- Aqcheh Qaya Location within Iran
- Coordinates: 36°03′31″N 48°55′28″E﻿ / ﻿36.05861°N 48.92444°E
- Country: Iran
- Province: Zanjan
- County: Khodabandeh
- District: Do Tappeh
- Rural District: Howmeh

Population (2016)
- • Total: 1,426
- Time zone: UTC+3:30 (IRST)

= Aqcheh Qaya =

Village in Zanjan province, Iran

Aqcheh Qaya (اقچه قيا) (Note: Also known as Aqcheh Qayeh, Āqcheh Qayeh, Āqjeh Qayā, Āqjeh Qayah, Āqjeh Qayeh, Āqjeh Qīā, and Aqjeh Qīya) is a village in, and the capital of, Howmeh Rural District in Do Tappeh District of Khodabandeh County, Zanjan province, Iran.
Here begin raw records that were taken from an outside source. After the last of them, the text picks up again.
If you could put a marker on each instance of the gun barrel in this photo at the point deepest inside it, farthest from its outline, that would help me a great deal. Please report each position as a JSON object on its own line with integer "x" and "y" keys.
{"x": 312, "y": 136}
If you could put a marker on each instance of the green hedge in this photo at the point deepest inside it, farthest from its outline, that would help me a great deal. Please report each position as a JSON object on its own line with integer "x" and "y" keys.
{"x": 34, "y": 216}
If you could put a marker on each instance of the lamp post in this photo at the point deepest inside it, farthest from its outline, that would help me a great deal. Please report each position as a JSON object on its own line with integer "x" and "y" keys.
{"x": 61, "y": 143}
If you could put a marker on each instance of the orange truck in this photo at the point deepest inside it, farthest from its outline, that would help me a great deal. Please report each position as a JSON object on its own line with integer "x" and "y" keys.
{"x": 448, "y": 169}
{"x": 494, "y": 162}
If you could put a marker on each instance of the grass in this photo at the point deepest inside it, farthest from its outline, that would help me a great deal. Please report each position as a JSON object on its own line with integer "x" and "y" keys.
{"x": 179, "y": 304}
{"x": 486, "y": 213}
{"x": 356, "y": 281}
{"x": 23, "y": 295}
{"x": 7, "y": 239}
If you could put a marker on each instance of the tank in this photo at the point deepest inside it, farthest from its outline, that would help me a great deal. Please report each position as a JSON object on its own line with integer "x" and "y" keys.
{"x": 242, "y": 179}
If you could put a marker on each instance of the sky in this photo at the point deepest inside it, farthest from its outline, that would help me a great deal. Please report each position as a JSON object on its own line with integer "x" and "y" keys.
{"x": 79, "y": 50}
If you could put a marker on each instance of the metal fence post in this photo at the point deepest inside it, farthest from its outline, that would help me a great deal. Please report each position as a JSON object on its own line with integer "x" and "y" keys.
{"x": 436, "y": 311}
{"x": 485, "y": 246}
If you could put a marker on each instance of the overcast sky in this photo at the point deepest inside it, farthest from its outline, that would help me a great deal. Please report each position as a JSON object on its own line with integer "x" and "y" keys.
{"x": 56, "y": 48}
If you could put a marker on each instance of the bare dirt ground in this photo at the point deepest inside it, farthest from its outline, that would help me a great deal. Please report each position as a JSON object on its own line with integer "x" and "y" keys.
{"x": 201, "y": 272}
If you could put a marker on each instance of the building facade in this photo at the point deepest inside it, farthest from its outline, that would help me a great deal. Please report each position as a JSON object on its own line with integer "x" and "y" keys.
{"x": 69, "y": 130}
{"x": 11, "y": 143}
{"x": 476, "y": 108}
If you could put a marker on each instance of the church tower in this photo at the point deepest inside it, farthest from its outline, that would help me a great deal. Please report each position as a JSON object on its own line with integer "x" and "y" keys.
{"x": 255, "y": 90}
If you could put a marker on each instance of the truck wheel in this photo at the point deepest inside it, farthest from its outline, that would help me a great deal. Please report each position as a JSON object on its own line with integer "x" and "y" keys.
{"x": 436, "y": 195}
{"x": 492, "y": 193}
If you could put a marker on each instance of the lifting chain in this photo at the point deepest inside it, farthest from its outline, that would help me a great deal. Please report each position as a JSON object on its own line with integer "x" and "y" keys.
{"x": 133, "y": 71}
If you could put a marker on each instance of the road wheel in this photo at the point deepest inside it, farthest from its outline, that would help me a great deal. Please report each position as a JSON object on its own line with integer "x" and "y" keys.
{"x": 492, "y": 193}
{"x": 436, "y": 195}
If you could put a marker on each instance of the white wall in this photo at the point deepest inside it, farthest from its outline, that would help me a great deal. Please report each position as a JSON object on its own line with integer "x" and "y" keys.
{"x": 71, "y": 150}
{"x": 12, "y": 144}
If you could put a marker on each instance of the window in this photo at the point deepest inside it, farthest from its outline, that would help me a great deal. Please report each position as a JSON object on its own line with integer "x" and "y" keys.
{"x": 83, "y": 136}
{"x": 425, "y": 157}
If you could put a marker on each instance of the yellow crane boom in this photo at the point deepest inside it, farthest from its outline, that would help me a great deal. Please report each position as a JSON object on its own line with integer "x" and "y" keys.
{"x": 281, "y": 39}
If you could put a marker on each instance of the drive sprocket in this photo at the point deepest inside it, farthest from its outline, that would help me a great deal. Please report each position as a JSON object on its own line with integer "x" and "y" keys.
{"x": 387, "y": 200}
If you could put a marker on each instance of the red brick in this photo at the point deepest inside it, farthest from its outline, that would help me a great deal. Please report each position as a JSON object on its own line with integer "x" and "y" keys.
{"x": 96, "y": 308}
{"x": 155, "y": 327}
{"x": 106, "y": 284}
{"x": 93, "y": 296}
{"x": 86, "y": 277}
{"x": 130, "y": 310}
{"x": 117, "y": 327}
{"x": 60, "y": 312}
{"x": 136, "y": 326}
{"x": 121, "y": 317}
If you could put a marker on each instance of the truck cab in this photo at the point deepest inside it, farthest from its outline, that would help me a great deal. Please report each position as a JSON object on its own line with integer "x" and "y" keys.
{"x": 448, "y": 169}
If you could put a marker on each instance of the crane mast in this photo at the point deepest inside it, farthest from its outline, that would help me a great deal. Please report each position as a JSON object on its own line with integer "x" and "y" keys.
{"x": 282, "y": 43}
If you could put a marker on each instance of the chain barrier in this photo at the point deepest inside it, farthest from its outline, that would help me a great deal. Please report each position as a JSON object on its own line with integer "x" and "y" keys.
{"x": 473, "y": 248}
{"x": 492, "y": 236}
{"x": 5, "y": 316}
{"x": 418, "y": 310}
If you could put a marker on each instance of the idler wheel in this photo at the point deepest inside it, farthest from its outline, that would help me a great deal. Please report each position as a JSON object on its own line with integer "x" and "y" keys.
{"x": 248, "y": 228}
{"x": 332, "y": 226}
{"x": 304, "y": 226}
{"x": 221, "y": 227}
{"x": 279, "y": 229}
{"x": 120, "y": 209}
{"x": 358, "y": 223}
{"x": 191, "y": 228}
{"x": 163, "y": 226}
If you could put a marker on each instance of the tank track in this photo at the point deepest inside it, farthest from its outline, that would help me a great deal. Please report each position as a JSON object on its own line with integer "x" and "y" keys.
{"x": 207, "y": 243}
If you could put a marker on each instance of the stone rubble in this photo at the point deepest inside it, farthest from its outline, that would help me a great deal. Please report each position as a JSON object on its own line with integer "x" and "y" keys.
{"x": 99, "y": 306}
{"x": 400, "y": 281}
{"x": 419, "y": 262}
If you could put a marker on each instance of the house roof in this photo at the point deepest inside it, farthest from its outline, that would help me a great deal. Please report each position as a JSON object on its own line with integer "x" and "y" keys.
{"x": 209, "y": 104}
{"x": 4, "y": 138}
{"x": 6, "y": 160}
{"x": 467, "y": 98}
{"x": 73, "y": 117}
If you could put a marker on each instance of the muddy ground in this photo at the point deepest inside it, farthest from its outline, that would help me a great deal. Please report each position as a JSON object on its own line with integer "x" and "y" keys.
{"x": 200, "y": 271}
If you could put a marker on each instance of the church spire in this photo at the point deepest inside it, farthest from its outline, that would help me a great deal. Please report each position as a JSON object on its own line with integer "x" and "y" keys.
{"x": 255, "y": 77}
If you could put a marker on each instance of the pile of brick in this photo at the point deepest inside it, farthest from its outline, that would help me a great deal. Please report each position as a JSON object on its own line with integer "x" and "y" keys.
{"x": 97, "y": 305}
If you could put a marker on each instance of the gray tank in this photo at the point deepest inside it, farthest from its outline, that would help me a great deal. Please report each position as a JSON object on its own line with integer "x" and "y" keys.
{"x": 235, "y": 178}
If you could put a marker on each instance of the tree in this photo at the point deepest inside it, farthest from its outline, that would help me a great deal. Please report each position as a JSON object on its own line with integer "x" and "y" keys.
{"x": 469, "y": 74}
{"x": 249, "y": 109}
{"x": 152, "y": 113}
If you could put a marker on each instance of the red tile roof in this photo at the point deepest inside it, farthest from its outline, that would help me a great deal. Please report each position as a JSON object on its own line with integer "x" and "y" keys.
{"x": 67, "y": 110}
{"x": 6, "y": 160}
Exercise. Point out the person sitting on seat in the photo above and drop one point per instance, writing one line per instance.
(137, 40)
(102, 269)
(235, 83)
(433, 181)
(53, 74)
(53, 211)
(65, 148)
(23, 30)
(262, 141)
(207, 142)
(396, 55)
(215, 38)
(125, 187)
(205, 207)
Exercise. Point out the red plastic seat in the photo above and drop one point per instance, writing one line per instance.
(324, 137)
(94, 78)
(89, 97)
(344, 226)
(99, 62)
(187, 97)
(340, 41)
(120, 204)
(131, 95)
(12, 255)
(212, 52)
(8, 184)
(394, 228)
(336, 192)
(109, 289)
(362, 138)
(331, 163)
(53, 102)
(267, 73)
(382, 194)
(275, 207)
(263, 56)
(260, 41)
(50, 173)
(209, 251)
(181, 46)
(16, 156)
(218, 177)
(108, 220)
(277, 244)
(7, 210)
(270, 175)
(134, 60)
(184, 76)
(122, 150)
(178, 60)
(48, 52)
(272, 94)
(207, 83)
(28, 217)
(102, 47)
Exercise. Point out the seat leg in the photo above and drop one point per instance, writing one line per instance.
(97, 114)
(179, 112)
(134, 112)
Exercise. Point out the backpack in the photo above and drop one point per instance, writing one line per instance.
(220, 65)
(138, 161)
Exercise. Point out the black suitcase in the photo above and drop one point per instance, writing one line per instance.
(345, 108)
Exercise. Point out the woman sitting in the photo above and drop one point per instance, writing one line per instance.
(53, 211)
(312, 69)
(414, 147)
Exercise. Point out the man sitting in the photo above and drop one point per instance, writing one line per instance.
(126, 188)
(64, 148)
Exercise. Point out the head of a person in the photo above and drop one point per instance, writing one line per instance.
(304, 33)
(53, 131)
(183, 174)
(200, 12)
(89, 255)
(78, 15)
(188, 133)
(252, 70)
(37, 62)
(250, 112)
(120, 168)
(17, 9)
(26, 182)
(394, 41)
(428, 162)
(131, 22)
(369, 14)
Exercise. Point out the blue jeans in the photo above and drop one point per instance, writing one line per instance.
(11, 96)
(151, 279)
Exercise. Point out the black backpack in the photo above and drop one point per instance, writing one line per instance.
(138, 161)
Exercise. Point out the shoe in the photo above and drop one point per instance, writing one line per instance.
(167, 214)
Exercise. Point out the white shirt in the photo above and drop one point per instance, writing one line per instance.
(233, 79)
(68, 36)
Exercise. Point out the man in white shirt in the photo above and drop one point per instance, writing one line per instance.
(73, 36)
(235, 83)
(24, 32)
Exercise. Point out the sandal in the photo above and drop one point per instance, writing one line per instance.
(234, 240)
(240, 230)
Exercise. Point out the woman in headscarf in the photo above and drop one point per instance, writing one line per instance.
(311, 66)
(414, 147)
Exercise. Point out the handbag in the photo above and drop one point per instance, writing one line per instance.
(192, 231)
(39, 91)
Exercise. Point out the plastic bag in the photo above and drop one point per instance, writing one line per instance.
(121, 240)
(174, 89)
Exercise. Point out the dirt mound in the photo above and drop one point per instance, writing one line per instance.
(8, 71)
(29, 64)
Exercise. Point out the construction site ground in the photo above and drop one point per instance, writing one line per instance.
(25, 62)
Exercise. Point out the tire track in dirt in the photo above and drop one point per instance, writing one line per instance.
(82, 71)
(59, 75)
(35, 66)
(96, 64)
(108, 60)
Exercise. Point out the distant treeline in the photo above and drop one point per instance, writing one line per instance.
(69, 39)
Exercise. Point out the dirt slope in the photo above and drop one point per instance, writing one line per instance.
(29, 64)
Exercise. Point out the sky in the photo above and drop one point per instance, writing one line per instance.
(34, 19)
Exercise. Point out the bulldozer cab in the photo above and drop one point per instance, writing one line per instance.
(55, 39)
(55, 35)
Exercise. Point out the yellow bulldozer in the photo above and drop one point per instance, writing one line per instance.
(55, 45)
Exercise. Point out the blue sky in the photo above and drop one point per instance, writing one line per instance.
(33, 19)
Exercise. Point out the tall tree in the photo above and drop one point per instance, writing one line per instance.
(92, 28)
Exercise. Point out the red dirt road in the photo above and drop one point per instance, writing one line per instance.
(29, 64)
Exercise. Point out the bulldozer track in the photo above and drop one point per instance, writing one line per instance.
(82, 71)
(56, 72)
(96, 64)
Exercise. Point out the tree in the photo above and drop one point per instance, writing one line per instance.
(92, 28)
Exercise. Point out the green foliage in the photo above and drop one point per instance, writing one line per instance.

The previous capital of the rural district was the village of Do Tappeh-ye Sofla. (Note: Renamed Do Tappeh)

==Demographics==
===Population===
At the time of the 2006 National Census, the village's population was 1,469 in 312 households, when it was in the Central District. The following census in 2011 counted 1,537 people in 434 households. The 2016 census measured the population of the village as 1,426 people in 401 households.

In 2020, the rural district was separated from the district in the formation of Do Tappeh District.